En un estudio clásico, conducido por el Instituto Nacional de la Salud de Estados Unidos en 1990, un grupo de personas estuvieron en un cuarto obscuro durante 14 horas por día, durmieron, en promedio, 12 horas por noche durante las primeras 4 semanas. Después el promedio bajo a 8 horas. En otras palabras, ellos tenían que pagar su deuda de sueño antes de poder estabilizarse dentro de un esquema saludable de dormir.

Estado de ánimo del SUEÑO

Probablemente has notado que la falta de sueño te hace un poco temperamental. Cualquier niño, adolescente o adulto que no durmió bien en algún momento del día (si no es que todo el día) “está de malas”. En un meta-análisis de 19 estudios del sueño, los psicólogos June J. Pilcher, PhD, de la Universidad de Clemson en Clemson, Carolina del Sur, y Allen Huffcutt, PhD., de la Universidad de Bradley en Peoria, en el Estado de Illinois, encontraron que, la privación del sueño afecta el estado de ánimo más que cualquier rendimiento cognitivo o físico.

Con frecuencia, la falta de sueño te hace sentir de mal humor sin saber por qué. Algunos científicos tienen la hipótesis de que el sueño ayuda a reponer algunos neurotransmisores como la dopamina, que facilita diversas funciones cerebrales críticas. Cuando no dormimos lo suficiente la actividad nerviosa se ve afectada. Como resultado, nos volvemos menos motivados, nuestros pensamientos y reacciones se vuelven lentas y estamos más vulnerables a estados de ánimo negativos.

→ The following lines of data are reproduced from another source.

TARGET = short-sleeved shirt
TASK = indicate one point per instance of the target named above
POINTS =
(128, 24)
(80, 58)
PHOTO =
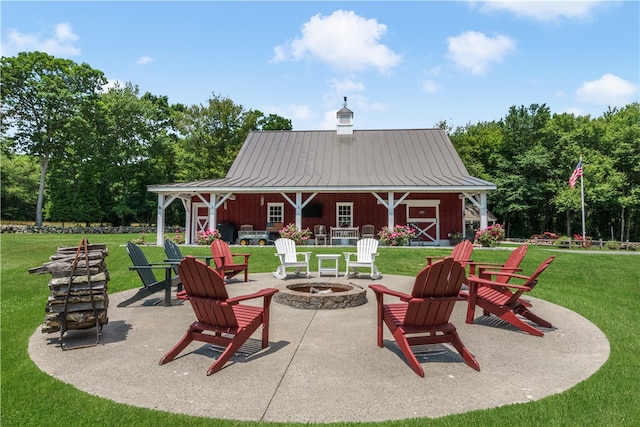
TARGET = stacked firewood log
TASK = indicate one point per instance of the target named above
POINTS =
(78, 288)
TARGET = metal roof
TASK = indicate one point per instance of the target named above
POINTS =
(367, 160)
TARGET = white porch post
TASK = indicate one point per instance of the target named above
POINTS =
(298, 205)
(160, 221)
(299, 210)
(213, 208)
(464, 210)
(188, 220)
(391, 219)
(483, 210)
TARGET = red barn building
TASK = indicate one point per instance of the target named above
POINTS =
(344, 178)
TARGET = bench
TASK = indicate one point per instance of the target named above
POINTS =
(344, 233)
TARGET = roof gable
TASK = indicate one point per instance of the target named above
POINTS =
(366, 158)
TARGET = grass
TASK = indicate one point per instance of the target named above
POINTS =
(605, 288)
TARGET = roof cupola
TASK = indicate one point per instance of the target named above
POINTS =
(345, 120)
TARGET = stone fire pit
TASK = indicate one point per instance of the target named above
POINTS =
(321, 296)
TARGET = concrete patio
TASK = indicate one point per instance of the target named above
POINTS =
(321, 365)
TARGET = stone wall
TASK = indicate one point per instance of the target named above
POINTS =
(32, 229)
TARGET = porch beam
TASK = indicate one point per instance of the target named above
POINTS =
(391, 204)
(481, 205)
(298, 205)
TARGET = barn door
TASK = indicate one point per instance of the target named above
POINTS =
(424, 216)
(200, 220)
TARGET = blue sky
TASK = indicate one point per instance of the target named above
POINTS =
(401, 64)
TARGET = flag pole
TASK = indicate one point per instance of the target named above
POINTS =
(584, 233)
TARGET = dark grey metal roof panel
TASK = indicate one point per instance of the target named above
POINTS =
(366, 159)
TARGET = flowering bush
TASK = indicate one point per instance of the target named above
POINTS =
(207, 237)
(178, 237)
(399, 235)
(299, 236)
(490, 236)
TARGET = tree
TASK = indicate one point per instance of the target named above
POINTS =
(212, 134)
(43, 101)
(19, 187)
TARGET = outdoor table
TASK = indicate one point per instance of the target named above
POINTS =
(328, 269)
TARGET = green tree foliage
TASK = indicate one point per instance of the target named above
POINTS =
(530, 155)
(212, 134)
(19, 189)
(43, 99)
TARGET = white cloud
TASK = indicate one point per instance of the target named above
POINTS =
(59, 43)
(545, 10)
(113, 84)
(608, 90)
(475, 51)
(343, 40)
(430, 86)
(144, 60)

Por el contrario: “Estudio tras estudio los investigadores del sueño han encontrado que el DORMIR BIEN dispone al cerebro para sentimientos positivos”, escribió William C. Dement, MD, PhD, profesor y jefe de la División de Sueño en la Universidad de Stanford, en el libro “The Promise of Sleep” (“La promesa del sueño”). Y añade: “Cuando no dormimos lo suficiente, tenemos una vista muy vaga de las circunstancias: estamos más fácilmente propensos a la frustración, menos felices, short-tempered, menos activos”.

ESTRÉS DEL SUEÑO

Dormir juega un importante rol en el sistema endócrino, el cual regula las hormonas en el corriente sanguíneo. Mientras dormimos, el cuerpo se encarga de reparar el daño hecho por estrés y nos prepara para aguantar más estrés en el camino.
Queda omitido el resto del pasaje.